Personally, I think you should focus on a light that's smaller and instead bring a bigger knife or even a very small axe if you think you need to bang on stuff. Frankly, I think you would be better off with a bigger knife. Not sure where you are going to store this but if you don't have a back pack, you really need to keep size down.

Let's say you get stuck in some jungle and have to hoof it out. You could be looking at a week or two in the jungle. I would be looking for something with at least 100 hours of runtime on some low setting and sturdy as hell. I can think of several knives I like for survival.

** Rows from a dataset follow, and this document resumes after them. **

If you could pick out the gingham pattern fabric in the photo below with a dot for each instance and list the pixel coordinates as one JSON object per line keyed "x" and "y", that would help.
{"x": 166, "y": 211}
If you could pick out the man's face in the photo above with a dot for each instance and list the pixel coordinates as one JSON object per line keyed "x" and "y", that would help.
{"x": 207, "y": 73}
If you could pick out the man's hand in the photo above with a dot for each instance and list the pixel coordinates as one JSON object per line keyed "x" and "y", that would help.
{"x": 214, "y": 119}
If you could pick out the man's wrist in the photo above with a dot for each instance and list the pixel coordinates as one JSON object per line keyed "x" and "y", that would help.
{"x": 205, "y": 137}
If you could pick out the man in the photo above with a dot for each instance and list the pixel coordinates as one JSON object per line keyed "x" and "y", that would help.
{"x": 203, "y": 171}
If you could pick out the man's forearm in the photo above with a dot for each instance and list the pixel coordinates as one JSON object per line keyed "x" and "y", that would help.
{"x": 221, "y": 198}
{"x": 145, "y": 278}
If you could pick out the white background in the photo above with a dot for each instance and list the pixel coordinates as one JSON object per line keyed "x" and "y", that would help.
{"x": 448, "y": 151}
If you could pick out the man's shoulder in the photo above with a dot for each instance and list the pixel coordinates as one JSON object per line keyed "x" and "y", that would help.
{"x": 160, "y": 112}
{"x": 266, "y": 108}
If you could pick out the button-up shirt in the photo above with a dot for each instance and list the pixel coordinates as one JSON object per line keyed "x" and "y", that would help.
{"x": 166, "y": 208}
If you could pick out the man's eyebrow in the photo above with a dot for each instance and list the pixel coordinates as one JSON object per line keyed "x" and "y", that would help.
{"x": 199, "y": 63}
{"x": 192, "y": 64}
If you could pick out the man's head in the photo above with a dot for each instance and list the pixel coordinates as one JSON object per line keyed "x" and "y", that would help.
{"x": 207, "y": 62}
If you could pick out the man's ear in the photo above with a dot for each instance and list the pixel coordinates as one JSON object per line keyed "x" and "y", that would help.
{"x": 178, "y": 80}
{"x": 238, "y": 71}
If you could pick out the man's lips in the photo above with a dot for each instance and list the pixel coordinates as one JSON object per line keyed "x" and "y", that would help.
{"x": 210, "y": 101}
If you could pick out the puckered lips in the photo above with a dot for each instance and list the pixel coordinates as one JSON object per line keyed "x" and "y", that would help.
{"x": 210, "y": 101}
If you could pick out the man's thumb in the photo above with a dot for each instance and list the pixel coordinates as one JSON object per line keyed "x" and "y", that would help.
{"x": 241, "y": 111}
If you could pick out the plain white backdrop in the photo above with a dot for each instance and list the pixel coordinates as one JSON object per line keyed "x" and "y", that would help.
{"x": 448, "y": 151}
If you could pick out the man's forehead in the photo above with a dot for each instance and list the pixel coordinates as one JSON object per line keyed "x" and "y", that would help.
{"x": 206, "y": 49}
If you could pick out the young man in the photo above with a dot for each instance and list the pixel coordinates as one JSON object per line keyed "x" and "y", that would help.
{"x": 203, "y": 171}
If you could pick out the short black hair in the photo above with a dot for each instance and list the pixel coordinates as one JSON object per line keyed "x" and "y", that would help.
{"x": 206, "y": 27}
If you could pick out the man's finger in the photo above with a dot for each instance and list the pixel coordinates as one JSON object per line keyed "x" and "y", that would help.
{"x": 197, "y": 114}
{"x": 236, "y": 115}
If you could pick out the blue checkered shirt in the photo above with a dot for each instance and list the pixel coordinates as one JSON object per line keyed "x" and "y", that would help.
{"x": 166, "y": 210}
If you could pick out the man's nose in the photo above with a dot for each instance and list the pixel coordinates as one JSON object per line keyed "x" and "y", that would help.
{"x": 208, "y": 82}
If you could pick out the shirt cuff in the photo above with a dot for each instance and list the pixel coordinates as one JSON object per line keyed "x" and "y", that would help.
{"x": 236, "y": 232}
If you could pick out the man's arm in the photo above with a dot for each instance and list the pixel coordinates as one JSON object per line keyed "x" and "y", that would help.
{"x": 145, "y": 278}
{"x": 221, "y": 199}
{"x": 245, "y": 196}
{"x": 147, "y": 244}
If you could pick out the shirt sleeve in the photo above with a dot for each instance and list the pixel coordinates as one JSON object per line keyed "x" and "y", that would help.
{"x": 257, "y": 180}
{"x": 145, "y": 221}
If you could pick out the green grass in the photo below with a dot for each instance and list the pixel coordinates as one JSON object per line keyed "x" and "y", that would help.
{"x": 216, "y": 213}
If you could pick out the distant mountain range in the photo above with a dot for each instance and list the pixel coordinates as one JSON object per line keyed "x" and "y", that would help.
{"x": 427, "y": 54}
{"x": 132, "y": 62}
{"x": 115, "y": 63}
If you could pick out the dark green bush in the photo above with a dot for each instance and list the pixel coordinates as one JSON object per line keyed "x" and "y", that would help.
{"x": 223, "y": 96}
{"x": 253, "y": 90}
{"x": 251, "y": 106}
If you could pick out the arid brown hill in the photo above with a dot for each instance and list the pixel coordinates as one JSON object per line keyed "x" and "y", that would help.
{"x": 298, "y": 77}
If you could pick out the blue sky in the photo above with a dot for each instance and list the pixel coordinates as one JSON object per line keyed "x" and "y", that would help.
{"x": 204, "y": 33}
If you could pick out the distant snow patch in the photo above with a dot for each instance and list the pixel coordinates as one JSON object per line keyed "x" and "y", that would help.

I would rather do other stuff like matches/lighter/fire starter/signal pen/flare and other stuff you might need including survival blanket and water purifiers and some rope.

Also, how come you guys when you reply to threads like these, never post links to the lights, assuming everyone knows the different models and so on...I know, I have no clue..


----------



## s.c. (Apr 20, 2009)

I'm not sure what the exact scenario is (lost hiking, behind enemy lines, z-day, etc.) but I'm going to go against the grain here and recommend the solar powered lights from costco (hybridlite, i believe). 

They're cheap, waterproof, shock resistant, buoyant, lightweight, have backup lithium batteries,and usable output that will last the night. Sure, its not as cool as my jetbeam military, or as tough as my TK10, or can't be used like a club like my mag, or have the best continuous runtime; but if I was told I'll be stuck in the middle of nowhere for an indefinite period without access to spare battieries, I'd definitly pick the solarpowered light.


----------



## cave dave (Apr 20, 2009)

guiri said:


> Also, how come you guys when you reply to threads like these, never post links to the lights, assuming everyone knows the different models and so on...I know, I have no clue..



That is how you can tell who the CPF's who really know what they are talking about from the ones who don't. And why Post 74 is the only one the Op needs to read!


----------



## thermal guy (Apr 20, 2009)

Cave Dave and many others have the right answer.Get yourself an RA TWISTY and be done with it Preferably the low red model.


----------



## thermal guy (Apr 20, 2009)

elugelab said:


> Actually, just an ordinary Maglite 3D LED would be your best option. It's cheap, tough, has a very long runtime and can be used as a club.



Yep and the first thing you should do to mod it would be to stuff as many RA TWISTY lights in it as you can


----------



## chaoss (Apr 20, 2009)

thermal guy said:


> Cave Dave and many others have the right answer.Get yourself an RA TWISTY and be done with it Preferably the low red model.


 
Agreed :thumbsup:.


----------



## angelofwar (Apr 20, 2009)

While the E2L w/ an F05 was my personnel recomendation, this is what these guys use...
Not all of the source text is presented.